Apparition Vénus dans le Codex Borgia

    La quarantième page du Codex Borgía, l’une des plus belles et des plus significatives du manuscrit mexicain plié en accordéon, montre la lutte cosmique à l'œuvre le 8 août 1496. Vers 15h36 une éclipse de soleil totale plongea le monde dans les ténèbres. “Il faisait aussi sombre que la nuit profonde, on pouvait voir les étoiles avec une clarté totale”, rapporte Domingo Chimalpahin, le grand chroniqueur nahua. Quelle belle antithèse ! La voûte céleste diurne soudain éclairée par la nuit permet notamment de voir Vénus à proximité du soleil.

“Il faisait aussi sombre que la nuit profonde, on pouvait voir les étoiles avec une clarté totale”

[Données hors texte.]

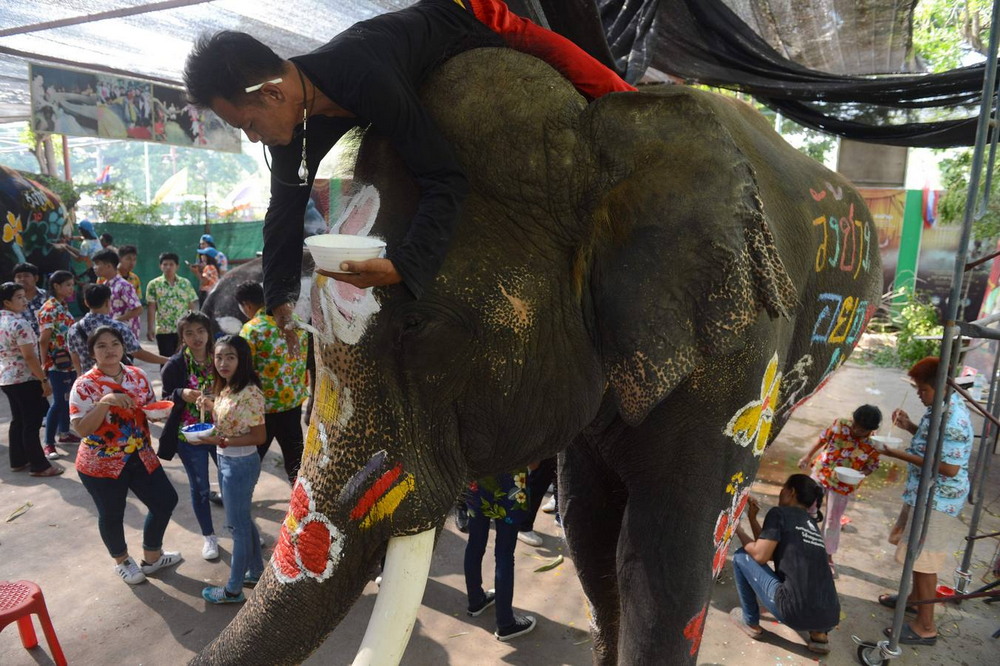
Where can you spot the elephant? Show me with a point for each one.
(33, 218)
(647, 284)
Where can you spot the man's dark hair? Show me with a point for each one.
(223, 64)
(250, 292)
(7, 291)
(60, 277)
(106, 257)
(25, 267)
(96, 295)
(868, 417)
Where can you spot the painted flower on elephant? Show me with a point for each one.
(309, 545)
(729, 518)
(752, 424)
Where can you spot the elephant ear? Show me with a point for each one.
(681, 258)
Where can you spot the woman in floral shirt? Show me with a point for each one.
(239, 429)
(846, 443)
(115, 456)
(504, 499)
(54, 320)
(24, 383)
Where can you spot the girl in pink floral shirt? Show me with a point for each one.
(846, 443)
(115, 455)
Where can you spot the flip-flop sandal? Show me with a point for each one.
(910, 637)
(889, 601)
(736, 615)
(819, 647)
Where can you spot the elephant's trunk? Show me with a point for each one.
(284, 623)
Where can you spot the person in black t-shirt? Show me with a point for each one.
(368, 74)
(799, 591)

    Sur l’image l’astre solaire disparaît dans l’ombre d’une créature qui semble, telle une peau d’animal, clouée sur la voûte du ciel. Son pelage sombre et parsemé d’étoiles la rattache au monde nocturne qui est aussi celui du symbolisme sacrificiel. D’ailleurs, des petits hommes en noir extraient le coeur palpitant de neuf disques solaires, autant d’émanations du jour. Le sang gicle.

    Vénus est associée à Quetzalcoatl, le serpent aux plumes de Quetzal, dont elle porte les insignes : la paire de boucles d’oreilles en coquille incurvée, la coiffe “serpent de feu”. Ainsi, au moment culminant de l'éclipse, Vénus apparaît-elle aux côtés du soleil dans le ciel occidental. Vision déconcertante.  En effet, plus tôt dans la journée, peu avant le lever du soleil, Vénus achevant son périple en tant qu’étoile du matin, faisait une dernière apparition dans le ciel oriental.

    C’est bien le cycle synodique de Vénus qui intéresse les tlacuiloque, les peintres-scribes nahuas du Codex Borgia, qui se compose, sous ces latitudes, de quatre phases : étoile du matin (orient), disparition en conjonction supérieure, étoile du soir (ponant), disparition en conjonction inférieure. Ce cycle d’apparition et de disparition dure 584 jours.